Ahora bien, si sus padres y
hermanos recuerdan más momentos de ese día en los que ella
interviniera, podría verse a sí misma en las
imágenes que ellos
proyectaran. ¿Ha quedado
claro?
Ahh,
me emociono con solo imaginarlo.
Viene
esto a cuento porque cuando a veces rememoro cosas con mis hermanos,
de cuando éramos niños, Fran complementa la
velada con muchos datos
precisos de aquellos recuerdos de una forma asombrosa. Es el memorión
de la familia, el que podría escribir la mayor cantidad de
recuerdos. Gracias a él sería un gustazo poder ver películas de
nuestro pasado y comprobar con
alegría cómo se irían
añadiendo detalles
que él recuerda y que nosotros teníamos olvidados.
Y
a mi, que tanto me gusta recopilar historias y que soy el guardián
de todas las grabaciones familiares, las reales, completaría la
película de mi vida con los más agradables
recuerdos, sobre todo con los de nuestra infancia.
De
momento, y esperando que un prestigioso científico (que
será español, puestos a fantasear)
nos haga realidad este sueño , convirtiéndome al
mismo tiempo en un visionario
JuanRa Verne, puedo imaginar perfectamente cómo se verían en
pantalla los retazos de mi niñez que con más nitidez puedo
recordar.
Me
acuerdo de que, viviendo en
Benidorm, salía
un día de
casa con mi padre, que
me llevaba al cole. Yo tenía 5 o 6 años.
Bajábamos
en el ascensor y yo me estaba
acabando un plátano que me había dado mi madre. Me quedaba solo la
punta final, esa que siempre me dejaba sin comer porque tenía un
punto negro que me daba asco (yo pensaba que era la caca del plátano)
Esperaba
llegar a la calle para tirar ese trozo, pero mi padre me miró y me
dijo: “¡Venga, acábate el plátano!” Me dio vergüenza decirle
que esa parte no me gustaba y me lo metí en la boca e
intenté tragarlo. Al salir a
la calle , fue tanto el asco que me dio notar “la caca” que me
sobrevino
una arcada y lo vomité.
“¡Es
que no me gusta el final del plátano!”, gimoteé apurado.
“¡Pues
habérmelo dicho, hombre!, exclamó mi padre.
Recuerdo
que pensé en lo sencillo que habría sido ser sincero, en el mal
rato que me habría ahorrado.
Recuerdo
los primeros días de excitante exploración de la casa de campo que
mi padre compró en Petrel, cuando mi hermano Tomás y yo aún no
éramos conscientes de que viviríamos allí en los años posteriores
hasta hacernos mayores.
La
casa estaba rodeada de terrenos con muchos árboles.
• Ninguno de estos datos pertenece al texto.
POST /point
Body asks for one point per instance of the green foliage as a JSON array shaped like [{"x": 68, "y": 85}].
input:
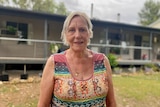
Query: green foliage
[
  {"x": 149, "y": 13},
  {"x": 113, "y": 60},
  {"x": 48, "y": 6}
]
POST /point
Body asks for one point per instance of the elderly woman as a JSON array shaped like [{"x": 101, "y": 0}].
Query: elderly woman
[{"x": 77, "y": 77}]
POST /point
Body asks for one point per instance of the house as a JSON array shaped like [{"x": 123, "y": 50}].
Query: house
[{"x": 25, "y": 38}]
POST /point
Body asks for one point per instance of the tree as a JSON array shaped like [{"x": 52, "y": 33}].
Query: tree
[
  {"x": 48, "y": 6},
  {"x": 149, "y": 13},
  {"x": 61, "y": 9}
]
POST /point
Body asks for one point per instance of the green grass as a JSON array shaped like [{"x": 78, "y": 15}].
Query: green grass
[{"x": 138, "y": 87}]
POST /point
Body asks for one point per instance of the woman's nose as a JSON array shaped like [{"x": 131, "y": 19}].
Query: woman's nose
[{"x": 77, "y": 33}]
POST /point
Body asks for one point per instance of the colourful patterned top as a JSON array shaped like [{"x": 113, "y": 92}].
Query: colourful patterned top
[{"x": 69, "y": 92}]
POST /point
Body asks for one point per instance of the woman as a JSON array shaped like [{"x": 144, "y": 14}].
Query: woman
[{"x": 77, "y": 77}]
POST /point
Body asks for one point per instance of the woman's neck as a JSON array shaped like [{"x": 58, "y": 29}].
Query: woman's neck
[{"x": 78, "y": 54}]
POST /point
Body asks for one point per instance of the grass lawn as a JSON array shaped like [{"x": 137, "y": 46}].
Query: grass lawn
[{"x": 137, "y": 90}]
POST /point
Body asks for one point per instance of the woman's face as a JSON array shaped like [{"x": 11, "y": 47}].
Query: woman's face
[{"x": 77, "y": 34}]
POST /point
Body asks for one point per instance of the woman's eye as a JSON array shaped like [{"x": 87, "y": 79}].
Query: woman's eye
[{"x": 82, "y": 30}]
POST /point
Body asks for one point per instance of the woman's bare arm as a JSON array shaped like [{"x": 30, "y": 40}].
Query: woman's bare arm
[
  {"x": 110, "y": 99},
  {"x": 47, "y": 84}
]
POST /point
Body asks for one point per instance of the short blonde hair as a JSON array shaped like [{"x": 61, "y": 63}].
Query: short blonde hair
[{"x": 67, "y": 22}]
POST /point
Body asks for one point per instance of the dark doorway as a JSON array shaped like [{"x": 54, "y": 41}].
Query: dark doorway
[{"x": 138, "y": 41}]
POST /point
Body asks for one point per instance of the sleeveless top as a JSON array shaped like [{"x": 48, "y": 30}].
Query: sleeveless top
[{"x": 70, "y": 92}]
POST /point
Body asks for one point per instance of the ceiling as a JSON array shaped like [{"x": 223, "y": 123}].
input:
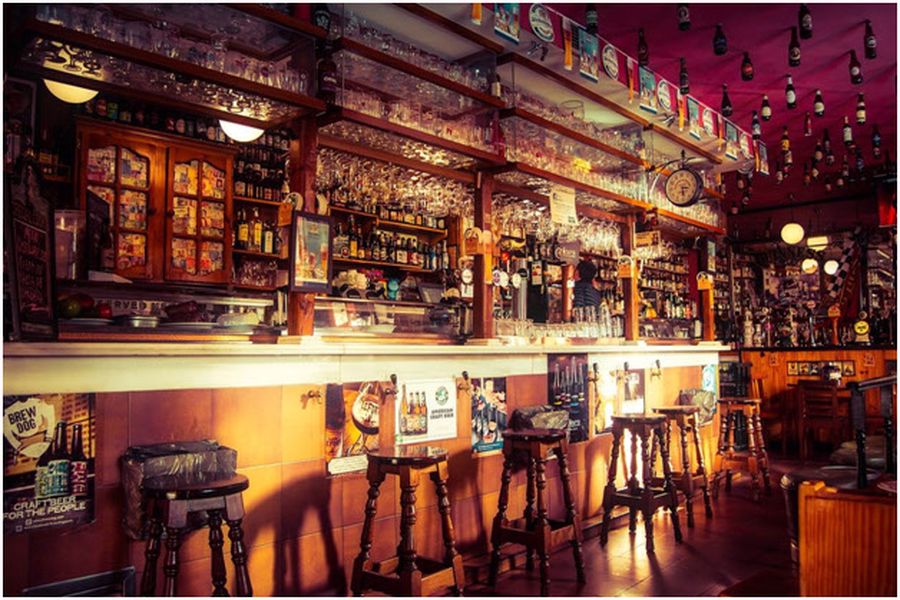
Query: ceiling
[{"x": 764, "y": 31}]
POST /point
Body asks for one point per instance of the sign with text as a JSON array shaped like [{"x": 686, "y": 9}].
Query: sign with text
[{"x": 425, "y": 411}]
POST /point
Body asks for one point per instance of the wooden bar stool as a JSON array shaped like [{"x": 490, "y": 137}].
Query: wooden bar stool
[
  {"x": 534, "y": 530},
  {"x": 688, "y": 481},
  {"x": 408, "y": 574},
  {"x": 640, "y": 495},
  {"x": 171, "y": 499},
  {"x": 755, "y": 460}
]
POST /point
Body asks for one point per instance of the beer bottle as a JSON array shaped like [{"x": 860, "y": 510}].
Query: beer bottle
[
  {"x": 727, "y": 109},
  {"x": 818, "y": 104},
  {"x": 869, "y": 41},
  {"x": 746, "y": 68},
  {"x": 643, "y": 49},
  {"x": 804, "y": 20},
  {"x": 720, "y": 44},
  {"x": 766, "y": 110},
  {"x": 790, "y": 95},
  {"x": 855, "y": 69},
  {"x": 78, "y": 470}
]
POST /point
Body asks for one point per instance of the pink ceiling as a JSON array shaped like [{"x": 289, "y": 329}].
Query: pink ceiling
[{"x": 764, "y": 31}]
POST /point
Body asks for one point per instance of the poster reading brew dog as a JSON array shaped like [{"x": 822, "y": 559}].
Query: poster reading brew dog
[{"x": 48, "y": 461}]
Un bancal de
almendros, uno de vides y, a
mayor altura, otro de naranjos
(el único que permanece)
Había
higueras, nísperos, chopos, sauces llorones, árboles del Paraíso...
Me acuerdo de que en
ocasiones mi padre nos decía
“Sentaos aquí y abrid
la boca” y cuando lo
hacíamos exprimía
media naranja con su mano, y su
zumo caía dulce sobre nuestras lenguas. Teníamos que cerrar los
ojos porque a veces el jugo salpicaba por toda la cara. Nos encantaba y le
pedíamos más, y nuestro padre sonreía satisfecho. “Esto tiene
muchas vitaminas y os hará fuertes”, nos
decía. Recuerdo lo muy
pegajosas que nos quedaban las
manos, la cara, el cuello…
Me
acuerdo de lo que nos fastidiaba años después tener que ayudar a
recoger almendras o naranjas cuando llegaba el
tiempo de hacerlo. Nos parecía lo más tedioso del mundo. Naranjas
se recolectaban tantas que mi
madre se
encargaba de venderlas y hasta
regalarlas.
El
que sí fue un día memorable en el que disfrutamos como
enanos fue aquel en el que mi
padre contrató unas
horas de riego para el bancal de los
naranjos.
El
agua llegó con fresca alegría por una acequia e iba inundando la
tierra a su paso . Los cuatro hermanos observábamos cómo algunos
insectos huían desesperados ante tan repentina inundación. Las
hormigas se
encaramaban a las hojas secas,
que parecían barcos a la
deriva, y algunos
saltamontes nadaban impulsándose con el latigazo de sus patas
traseras.
Nuestra
madre, previendo que acabaríamos ensuciando nuestra ropa y dado que
era un día caluroso, tuvo una idea genial. “Quedaos
en calzoncillos y si os
ensuciáis
no pasa nada”
Nos
lo tomamos al pie de la letra y al poco ya estábamos sumergiendo los
pies en la blanda tierra, que
conforme se empapaba de agua se hacia más y más ligera. Cuando todo
el bancal era un espejo líquido brillando al sol teníamos barro
hasta en la cabeza.
En
algunos puntos
la tierra se había
ablandado tanto que nos sumergíamos
hasta las rodillas, jugando entonces a imaginar que eran arenas movedizas. O a dispararnos y caer estrepitosamente sobre el fango.
Mucho
rato después, nuestro padre tuvo que coger la manguera para volver a
convertir en blancos a lo que parecían cuatro negros de alguna
tribu africana.
Aquel baño de barro de pies a cabeza fue memorable.
Curiosamente
nuestra hermana lo recuerda vagamente porque era demasiado pequeña.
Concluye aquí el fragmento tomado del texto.